Sebelum doa Pencurahan Roh Kudus, biasanya diberikan pengarahan-pengarahan yang menganjurkan untuk tidak memperhatikan pengalaman-pengalaman yang akan terjadi dalam pencurahan Roh. Dalam pencurahan Roh, biasanya ada yang mengalami resting dan ada yang tidak, seolah tidak mendapatkan apa-apa. Namun bagi yang resting, belum tentu mereka ini sungguh-sungguh mengalami Allah. Mungkin mereka ini hanya sugesti atau ikut-ikutan sehingga sesudah pengalaman itu tidak menampakkan tanda-tanda perubahan apapun dalam hidupnya.
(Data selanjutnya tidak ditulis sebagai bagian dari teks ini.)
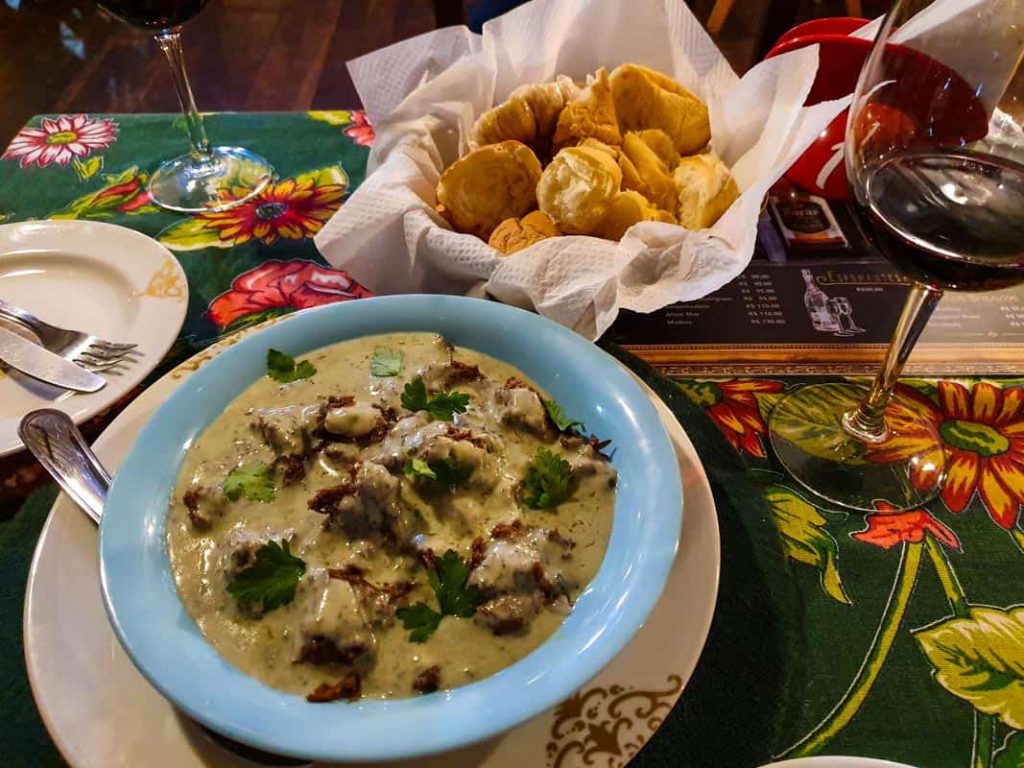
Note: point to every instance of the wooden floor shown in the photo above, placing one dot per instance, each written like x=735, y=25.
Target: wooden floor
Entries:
x=65, y=55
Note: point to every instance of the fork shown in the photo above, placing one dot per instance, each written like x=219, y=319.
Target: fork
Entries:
x=87, y=350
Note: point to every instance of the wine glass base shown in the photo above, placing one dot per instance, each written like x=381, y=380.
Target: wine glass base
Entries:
x=203, y=183
x=906, y=471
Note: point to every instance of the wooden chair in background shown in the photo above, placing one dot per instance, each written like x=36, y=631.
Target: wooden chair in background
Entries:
x=722, y=7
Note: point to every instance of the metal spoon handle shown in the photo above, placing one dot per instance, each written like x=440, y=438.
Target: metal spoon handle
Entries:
x=59, y=446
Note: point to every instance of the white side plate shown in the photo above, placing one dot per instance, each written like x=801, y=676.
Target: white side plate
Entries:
x=100, y=712
x=100, y=279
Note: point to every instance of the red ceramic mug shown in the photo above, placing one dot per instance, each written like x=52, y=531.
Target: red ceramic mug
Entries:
x=820, y=170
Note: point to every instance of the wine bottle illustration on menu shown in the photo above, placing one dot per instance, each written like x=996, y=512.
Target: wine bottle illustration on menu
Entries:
x=818, y=306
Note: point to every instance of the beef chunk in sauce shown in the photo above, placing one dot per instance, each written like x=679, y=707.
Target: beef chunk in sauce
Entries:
x=289, y=430
x=363, y=506
x=379, y=601
x=519, y=406
x=520, y=570
x=443, y=376
x=349, y=687
x=428, y=680
x=335, y=628
x=357, y=420
x=205, y=504
x=290, y=469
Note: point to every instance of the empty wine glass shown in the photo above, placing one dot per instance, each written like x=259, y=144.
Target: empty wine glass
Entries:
x=934, y=158
x=208, y=178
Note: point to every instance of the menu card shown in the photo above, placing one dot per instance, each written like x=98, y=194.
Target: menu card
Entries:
x=819, y=298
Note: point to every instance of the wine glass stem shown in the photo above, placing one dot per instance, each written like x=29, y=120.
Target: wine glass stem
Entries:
x=867, y=421
x=170, y=43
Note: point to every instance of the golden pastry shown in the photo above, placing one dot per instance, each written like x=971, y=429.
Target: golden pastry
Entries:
x=658, y=140
x=590, y=115
x=578, y=186
x=644, y=98
x=631, y=179
x=627, y=209
x=706, y=190
x=655, y=179
x=528, y=115
x=488, y=185
x=515, y=235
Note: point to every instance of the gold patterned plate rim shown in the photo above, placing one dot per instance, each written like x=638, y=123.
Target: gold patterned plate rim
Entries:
x=84, y=684
x=97, y=278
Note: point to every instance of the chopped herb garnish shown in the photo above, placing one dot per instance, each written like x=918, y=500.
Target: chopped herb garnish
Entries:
x=549, y=480
x=421, y=619
x=441, y=406
x=283, y=368
x=558, y=416
x=270, y=581
x=456, y=597
x=386, y=361
x=446, y=472
x=253, y=481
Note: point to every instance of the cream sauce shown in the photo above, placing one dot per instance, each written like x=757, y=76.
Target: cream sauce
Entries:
x=464, y=649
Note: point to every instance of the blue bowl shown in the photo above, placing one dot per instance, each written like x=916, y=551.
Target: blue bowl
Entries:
x=167, y=646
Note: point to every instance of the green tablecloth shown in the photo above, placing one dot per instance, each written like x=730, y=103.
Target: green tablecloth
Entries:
x=897, y=636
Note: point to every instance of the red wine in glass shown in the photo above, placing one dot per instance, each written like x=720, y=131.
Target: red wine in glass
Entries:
x=153, y=15
x=949, y=219
x=208, y=178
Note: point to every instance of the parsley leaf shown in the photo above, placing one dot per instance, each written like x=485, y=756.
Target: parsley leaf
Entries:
x=386, y=361
x=253, y=481
x=549, y=480
x=421, y=619
x=270, y=581
x=446, y=472
x=449, y=579
x=558, y=416
x=441, y=406
x=283, y=368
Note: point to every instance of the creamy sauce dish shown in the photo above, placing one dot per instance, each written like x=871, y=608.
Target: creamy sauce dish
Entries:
x=385, y=517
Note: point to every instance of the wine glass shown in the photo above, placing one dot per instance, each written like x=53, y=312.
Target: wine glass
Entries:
x=935, y=159
x=208, y=178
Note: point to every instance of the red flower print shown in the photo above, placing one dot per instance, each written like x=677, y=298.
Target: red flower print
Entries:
x=733, y=407
x=292, y=209
x=982, y=432
x=887, y=527
x=126, y=197
x=283, y=286
x=360, y=130
x=60, y=140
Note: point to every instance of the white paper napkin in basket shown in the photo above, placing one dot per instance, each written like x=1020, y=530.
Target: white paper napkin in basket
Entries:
x=423, y=96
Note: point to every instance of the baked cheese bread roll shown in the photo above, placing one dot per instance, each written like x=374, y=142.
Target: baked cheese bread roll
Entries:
x=658, y=140
x=654, y=177
x=627, y=209
x=488, y=185
x=528, y=115
x=590, y=115
x=706, y=190
x=578, y=186
x=515, y=235
x=644, y=98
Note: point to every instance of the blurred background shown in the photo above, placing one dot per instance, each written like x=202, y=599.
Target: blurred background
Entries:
x=67, y=56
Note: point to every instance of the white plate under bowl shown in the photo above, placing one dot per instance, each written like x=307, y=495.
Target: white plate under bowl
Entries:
x=100, y=711
x=100, y=279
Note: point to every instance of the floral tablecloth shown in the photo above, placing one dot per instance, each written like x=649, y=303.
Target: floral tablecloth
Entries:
x=892, y=635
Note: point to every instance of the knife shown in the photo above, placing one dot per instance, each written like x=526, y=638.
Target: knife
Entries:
x=41, y=364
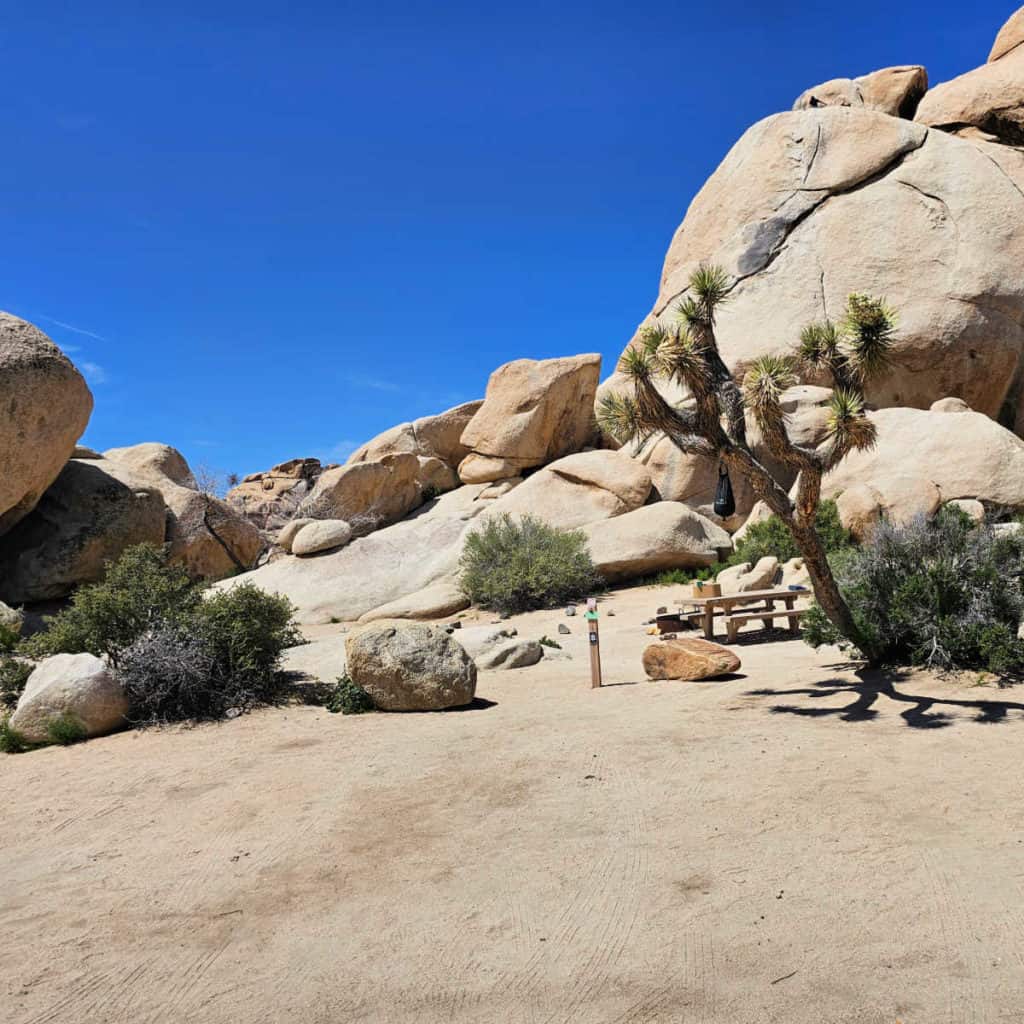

Berdasarkan pengalaman, orang yang tidak resting dan dilihat dari mata jasmani tidak memperlihatkan tanda-tanda apapun, nyatanya ada juga dari mereka itu yang memiliki kelimpahan Roh Kudus sehingga setelah didoakan Pencurahan Roh Kudus hidupnya sungguh berubah, mengalami pertobatan yang mendalam bahkan ada yang mengalami penyembuhan fisik. Oleh karena itu, pengalaman resting ini boleh dikatakan memiliki sifat yang ambiguous, memiliki dua arti. Bisa positif, bisa negatif.

Pengalaman Resting in the Spirit tidak dapat dimutlakkan. Gejala ini memang merupakan realitas yang banyak dialami, pengalaman yang diperoleh bisa positif: merasakan damai dan sukacita atau bisa juga tenang, mengalami pertobatan dan penyembuhan. Dan bisa negatif: merasa sombong bahwa dia bisa mendapatkan pengalaman itu sehingga setelah pengalaman itu dia mencari lagi pengalaman yang sama, selalu menjatuhkan diri bila didoakan atau selalu membuat orang jatuh bila mendoakan, memutlakkan pengalaman resting.

Walaupun Santa Teresa dari Avila dan Santo Yohanes dari Salib sering mengalami ekstase atau levitasi tetapi keduanya mengatakan bahwa pengalaman ini tidak hakiki dan itu tidak boleh dikejar. Memang kadang orang mengalaminya dan tidak bisa dihindarkan, tetapi tidak boleh dikejar. Jadi, tidak bisa dari satu fakta itu orang menyimpulkan bahwa itu dari Allah.

Mengenai hal ini, Santo Yohanes dari Salib dengan tegas menekankan bahwa semua pengalaman-pengalaman dan hiburan-hiburan itu jangan diperhatikan. Bila itu dari Tuhan maka pada saat diberikan, efeknya sudah langsung ditanamkan dalam jiwa. Jadi, nilai seseorang tidak diukur oleh gejala-gejala tersebut. Semuanya itu tidak bernilai dan sia-sia jika tidak menambah iman, harapan dan cinta kasih pada Tuhan dan sesama.